But when the sparring couple are together, what they transmit is not so much mutual adoration as relief that each has found in the other an equal. And we are not just talking about an equality in status, but in wit and attitude. In fact, this version of possibly the greatest romance in the classical canon has more in common with the cynicism and sarcasm of Elyot and Amanda in Noel Coward's Private Lives than with love-struck victims of their own emotions. These two would never let such self-indulgences get the better of them.

Munby also injects some beautifully judged flourishes that serve to illustrate the thoughts of Shakespeare's lovers. When Wood's macho Antony and Jolyon Coy's uptight Caesar calm their tense stand-off with the agreement that Antony will wed Caesar's frosty sister Octavia, she silently glides though the scene like a thought in the mind rather than a character on the stage. And when news reaches Antony that Enobarbus has deserted him, the old friends face each other, though only in Antony's imagination.

The key to this production lies in undermining the po-faced earnestness that usually characterises dramas about great love. Best's Cleopatra even kisses a member of the audience as if to prove that she can't be doing with all that lovey dovey nonsense.

And although the most painful to watch moment is still Antony's self-inflicted death-wound, even here there is unexpected humour as the gash fails to gush.
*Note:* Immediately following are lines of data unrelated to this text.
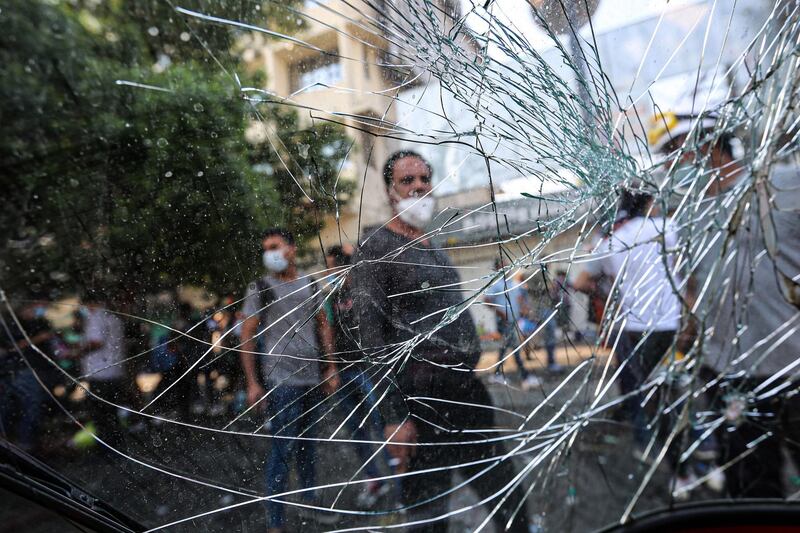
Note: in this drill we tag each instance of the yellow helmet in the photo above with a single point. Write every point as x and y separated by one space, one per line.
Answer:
665 126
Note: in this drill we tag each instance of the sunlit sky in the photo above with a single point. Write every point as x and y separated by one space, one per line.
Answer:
610 14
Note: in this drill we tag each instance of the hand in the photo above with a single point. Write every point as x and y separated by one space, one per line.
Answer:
255 392
330 380
403 433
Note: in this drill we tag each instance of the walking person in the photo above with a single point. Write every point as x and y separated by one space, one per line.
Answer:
512 306
412 322
102 366
356 396
282 309
648 310
748 279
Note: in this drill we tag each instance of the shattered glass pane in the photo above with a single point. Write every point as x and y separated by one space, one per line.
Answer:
415 265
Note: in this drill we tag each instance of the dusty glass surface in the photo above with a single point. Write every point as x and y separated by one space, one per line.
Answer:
412 265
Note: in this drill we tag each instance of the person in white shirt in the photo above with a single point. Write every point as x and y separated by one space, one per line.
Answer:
102 366
646 310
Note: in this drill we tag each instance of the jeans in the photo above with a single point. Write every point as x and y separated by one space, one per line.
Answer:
550 340
448 425
21 398
358 399
511 340
640 352
287 405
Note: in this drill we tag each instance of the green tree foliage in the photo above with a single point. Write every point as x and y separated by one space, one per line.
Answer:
123 153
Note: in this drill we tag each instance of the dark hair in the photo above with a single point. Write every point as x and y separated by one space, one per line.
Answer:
388 168
633 203
285 234
340 258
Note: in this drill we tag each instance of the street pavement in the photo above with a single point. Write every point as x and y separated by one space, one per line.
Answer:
170 472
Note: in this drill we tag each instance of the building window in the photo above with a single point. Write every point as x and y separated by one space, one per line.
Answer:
318 73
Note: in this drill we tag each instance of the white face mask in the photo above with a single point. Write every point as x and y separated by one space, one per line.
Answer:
416 212
275 261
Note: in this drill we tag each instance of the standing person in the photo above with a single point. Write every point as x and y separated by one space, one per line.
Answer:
277 308
102 354
648 309
21 395
356 396
510 302
405 293
745 293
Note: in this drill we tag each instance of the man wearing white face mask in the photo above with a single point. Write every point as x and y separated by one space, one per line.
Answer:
407 304
277 309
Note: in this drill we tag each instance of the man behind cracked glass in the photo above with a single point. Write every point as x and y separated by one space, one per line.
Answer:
438 414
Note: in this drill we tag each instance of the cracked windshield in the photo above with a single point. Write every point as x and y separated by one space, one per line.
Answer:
399 265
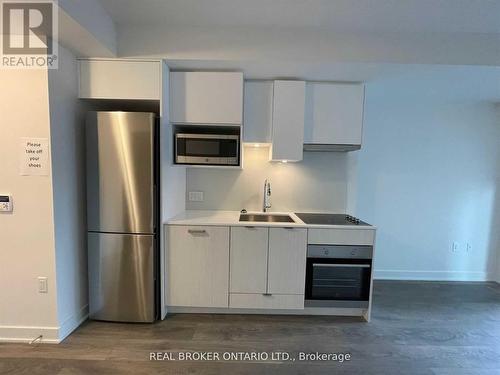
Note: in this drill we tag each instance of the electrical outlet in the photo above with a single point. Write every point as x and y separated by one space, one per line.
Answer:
43 285
195 196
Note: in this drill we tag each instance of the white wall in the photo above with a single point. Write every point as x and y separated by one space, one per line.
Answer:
27 246
318 183
68 176
428 175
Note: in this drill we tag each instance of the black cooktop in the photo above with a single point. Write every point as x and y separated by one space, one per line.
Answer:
329 219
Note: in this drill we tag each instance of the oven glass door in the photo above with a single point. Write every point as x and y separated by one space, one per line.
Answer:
338 279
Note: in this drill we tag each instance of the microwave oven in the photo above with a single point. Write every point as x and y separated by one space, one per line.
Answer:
207 149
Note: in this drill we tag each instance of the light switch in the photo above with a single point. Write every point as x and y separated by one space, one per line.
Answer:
195 196
43 285
5 203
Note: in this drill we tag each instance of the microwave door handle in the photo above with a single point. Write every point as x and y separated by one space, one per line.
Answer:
341 265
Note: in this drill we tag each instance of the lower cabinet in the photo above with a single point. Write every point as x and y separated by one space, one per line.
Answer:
197 266
267 267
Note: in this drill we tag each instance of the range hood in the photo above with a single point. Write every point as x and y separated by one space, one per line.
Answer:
319 147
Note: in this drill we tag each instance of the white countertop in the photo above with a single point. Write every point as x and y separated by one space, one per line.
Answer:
231 218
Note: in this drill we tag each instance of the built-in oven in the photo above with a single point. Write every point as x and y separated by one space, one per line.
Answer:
338 276
207 148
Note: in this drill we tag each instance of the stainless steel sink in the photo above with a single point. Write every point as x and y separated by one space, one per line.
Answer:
267 218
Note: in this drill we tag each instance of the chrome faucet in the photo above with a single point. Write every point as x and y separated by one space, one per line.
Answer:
267 196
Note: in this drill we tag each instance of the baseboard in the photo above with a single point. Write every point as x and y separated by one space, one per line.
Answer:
26 334
73 322
50 335
432 275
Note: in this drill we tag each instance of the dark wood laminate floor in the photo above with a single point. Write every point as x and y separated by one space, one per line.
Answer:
417 328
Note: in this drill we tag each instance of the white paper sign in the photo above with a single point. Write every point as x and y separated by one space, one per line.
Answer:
34 157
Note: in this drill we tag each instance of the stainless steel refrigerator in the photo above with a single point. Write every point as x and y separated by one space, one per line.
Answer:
122 204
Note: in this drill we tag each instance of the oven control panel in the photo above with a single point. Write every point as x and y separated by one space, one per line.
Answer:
339 251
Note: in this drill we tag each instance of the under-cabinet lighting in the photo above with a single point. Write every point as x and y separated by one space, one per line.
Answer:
257 145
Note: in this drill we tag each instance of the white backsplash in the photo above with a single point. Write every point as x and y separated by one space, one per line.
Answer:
318 183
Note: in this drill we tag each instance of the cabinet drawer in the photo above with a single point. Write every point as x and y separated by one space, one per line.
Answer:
341 236
259 301
206 97
119 79
197 266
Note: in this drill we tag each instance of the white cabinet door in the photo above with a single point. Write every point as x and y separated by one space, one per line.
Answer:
287 260
334 113
119 79
248 265
198 266
206 97
288 120
258 111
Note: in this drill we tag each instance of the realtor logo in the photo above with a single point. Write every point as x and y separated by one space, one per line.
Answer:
29 34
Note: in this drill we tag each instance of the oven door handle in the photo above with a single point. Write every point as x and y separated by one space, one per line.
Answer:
341 265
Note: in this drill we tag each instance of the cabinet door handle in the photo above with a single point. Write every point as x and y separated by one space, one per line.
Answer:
197 231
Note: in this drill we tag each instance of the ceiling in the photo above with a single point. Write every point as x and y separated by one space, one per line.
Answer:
443 49
415 16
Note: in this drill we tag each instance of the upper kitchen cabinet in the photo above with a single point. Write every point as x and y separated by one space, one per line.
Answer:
334 116
258 111
120 79
288 120
206 98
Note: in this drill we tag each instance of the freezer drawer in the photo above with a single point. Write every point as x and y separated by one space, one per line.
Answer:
121 277
120 172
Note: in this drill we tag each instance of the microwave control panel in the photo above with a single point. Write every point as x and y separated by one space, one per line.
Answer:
5 203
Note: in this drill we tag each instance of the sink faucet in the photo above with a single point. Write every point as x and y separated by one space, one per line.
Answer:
267 196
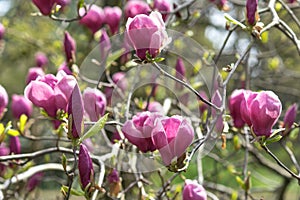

Wood's gruff Antony, smiter of countless men, rolls his eyes with exasperation at his temporary immortality. And he lets out a loud ironic laugh when he realises that his suicide is a mistake because, despite the report, Cleopatra is not dead. Best, meanwhile, takes quite a chance by rejecting outward displays of mourning. There is physical bravery also. Her ankle is strapped because of an injury that makes this queen of the Nile hobble across the Globe's stage rather than imperiously glide.

Cleopatra even kisses a member of the audience

But her grief for Antony is characterised more by a quiet smile than outward mourning for someone who, like her, lived life on his own terms.